Vegetarian: For overall brand consistency, Amy’s is a solid choice and, as a bonus, most of the meals are organic. In fact, Amy’s Cheese Enchilada With Beans and Corn was bound for the winner’s circle until overtaken at the wire by a dark horse: Green Guru, a brand I was able to find in only one supermarket. Green Guru’s Vegetable Gaeng Daeng With Jasmine Rice enchanted my palate. The rice was light and cooked to perfection, and the vegetables were nicely steamed in a complex sauce that blended the subtle flavors of curry, coconut milk, and basil. There was enough hot pepper to be interesting, but not so much that this tenderfoot was scared off. The mushrooms, Chinese broccoli, bamboo shoots, and baby corn all retained good textures, and the tofu chunks seemed like a stroke of genius. At its best, tofu is supposed to be springy, and this dish proved how ideally suited it is to the microwave’s wily ways. This dinner was better than many I’ve had in actual Thai restaurants.

The worst vegetarian dinner? Well, there’s only one way to describe Hain’s Vegetarian Pepper Steak: Hainous.
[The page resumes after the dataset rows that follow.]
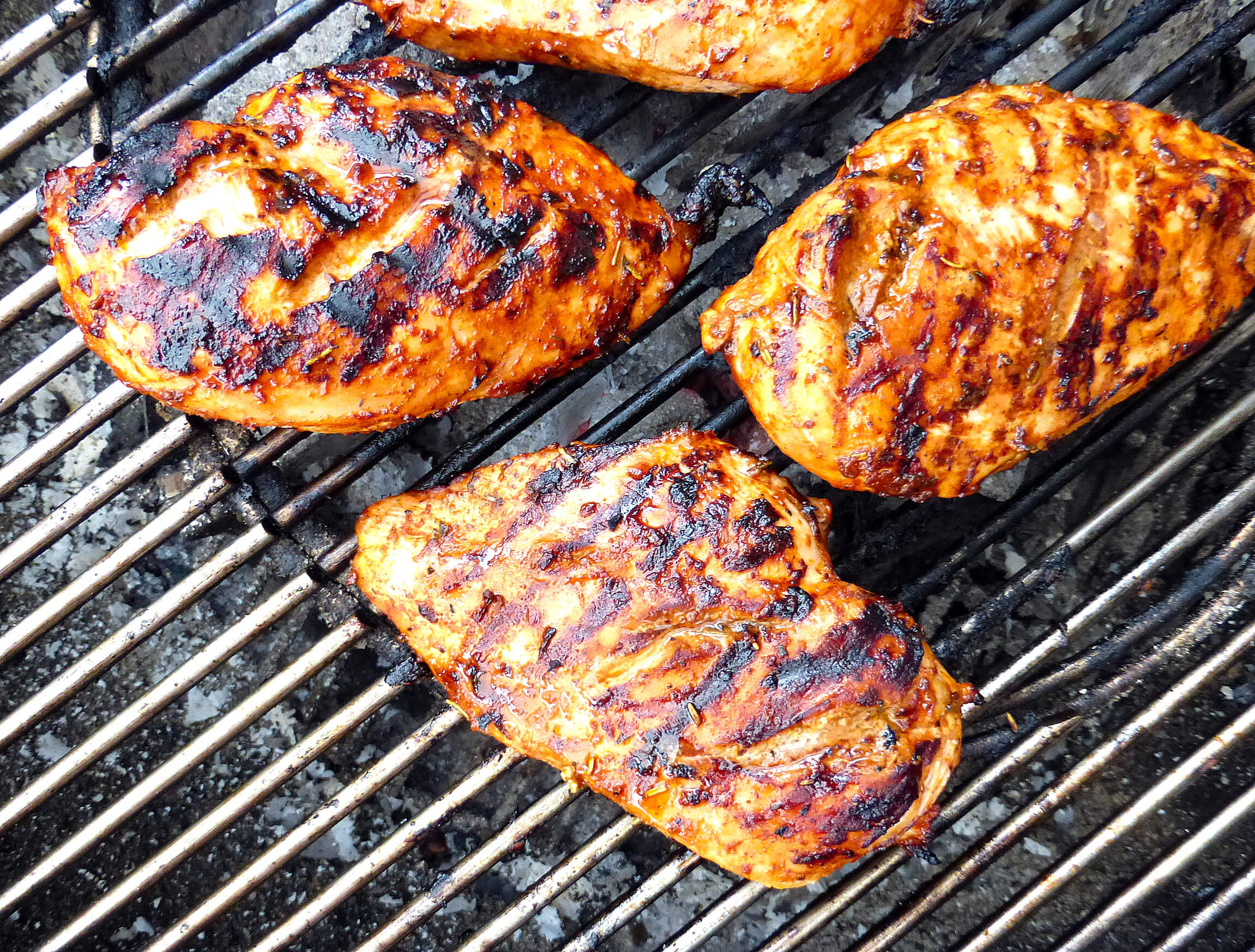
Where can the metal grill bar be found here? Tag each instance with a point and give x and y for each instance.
(204, 746)
(1141, 412)
(143, 540)
(1169, 867)
(1057, 559)
(870, 875)
(28, 296)
(554, 883)
(1189, 770)
(470, 870)
(1210, 915)
(639, 900)
(388, 852)
(1083, 664)
(59, 439)
(78, 91)
(1234, 504)
(42, 33)
(48, 365)
(318, 823)
(975, 859)
(94, 495)
(339, 556)
(122, 725)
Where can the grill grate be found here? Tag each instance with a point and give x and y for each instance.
(236, 480)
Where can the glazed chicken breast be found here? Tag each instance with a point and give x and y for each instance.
(366, 245)
(983, 278)
(716, 47)
(661, 621)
The rice was undercooked, and the sauce was a viscous, grainy gel. And the whole concept of it seemed misguided: What vegetarian wants to eat something labeled as “steak,” even if it is molded soy protein? The “steak” was like the worst hamburger you’ve ever eaten: sticky, tasteless, and just plain off.
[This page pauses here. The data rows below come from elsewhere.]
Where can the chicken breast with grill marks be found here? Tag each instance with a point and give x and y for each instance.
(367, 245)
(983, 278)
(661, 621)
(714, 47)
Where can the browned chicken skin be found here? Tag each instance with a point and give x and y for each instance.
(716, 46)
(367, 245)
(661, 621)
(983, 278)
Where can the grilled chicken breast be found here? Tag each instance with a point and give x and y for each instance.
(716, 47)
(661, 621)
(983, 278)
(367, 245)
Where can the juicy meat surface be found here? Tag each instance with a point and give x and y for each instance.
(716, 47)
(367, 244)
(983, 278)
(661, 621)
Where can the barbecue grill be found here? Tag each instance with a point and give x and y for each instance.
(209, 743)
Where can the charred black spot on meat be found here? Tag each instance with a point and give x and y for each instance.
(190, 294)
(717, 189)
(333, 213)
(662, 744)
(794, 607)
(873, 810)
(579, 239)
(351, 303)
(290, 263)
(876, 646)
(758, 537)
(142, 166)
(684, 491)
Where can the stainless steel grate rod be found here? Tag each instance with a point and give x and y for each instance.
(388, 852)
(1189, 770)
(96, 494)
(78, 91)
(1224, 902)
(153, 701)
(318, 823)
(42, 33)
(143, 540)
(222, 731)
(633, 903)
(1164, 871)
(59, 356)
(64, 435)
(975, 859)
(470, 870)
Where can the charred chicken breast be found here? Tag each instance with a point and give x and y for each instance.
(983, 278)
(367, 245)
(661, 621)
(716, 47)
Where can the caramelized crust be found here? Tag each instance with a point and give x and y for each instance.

TV dinners carry a terrible stigma. They conjure up a flip-flop-clad matron in a housedress, cigarette dangling from her mouth, slapping a metal tray in front of a sullen husband at the dinner table. But what most diners don’t know is that the matron was on to something. Aronne notes that because the vegetables in microwave dinners are frozen, they may retain more nutrients than those you’d buy fresh. The oxidation of nutrients is much greater in fresh foods than in foods that are frozen quickly after harvest. Your fresh supermarket broccoli probably had a long journey from the place it was grown, losing vitamins all the way. Boiling the veggies at home compounds the problem, as the soluble vitamins get poured down the drain. Armed with the hard-won discoveries I sacrificed my waistline for, you can go to your supermarket and confidently fill your shopping cart. Once home, you can peel back the plastic film covers of our winners with a steady hand, sure that the odors that emanate will not offend.